Bahkan tidak hanya uang, dilakukan pula mobilisasi sumbangan dalam bentuk bahan mentah yaitu alumunium. Jadi setiap masyarakat Hindia Belanda bisa menyumbang mulai dari kaleng minuman ringan sampai panci, alumunium ini nantinya dikumpulkan dan dibawa dengan kapal laut dari Tanjung Priok menuju Inggris.
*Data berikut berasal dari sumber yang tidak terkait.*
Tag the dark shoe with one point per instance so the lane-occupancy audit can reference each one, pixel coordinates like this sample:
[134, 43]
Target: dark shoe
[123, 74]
Saat Perdana Menteri Winston Churchill berulang tahun ke-66, via telegram memberitahukan bahwa masyarakat Hindia Belanda lewat organisasi Spitfire Funds memberikan hadiah tujuh Spitfire dan diberi nama : Ceram, Batavia, Bandoeng, Merapi, Soebang, Toba, dan O.A.B, seperti termuat pada London Times tanggal 30 November 1940.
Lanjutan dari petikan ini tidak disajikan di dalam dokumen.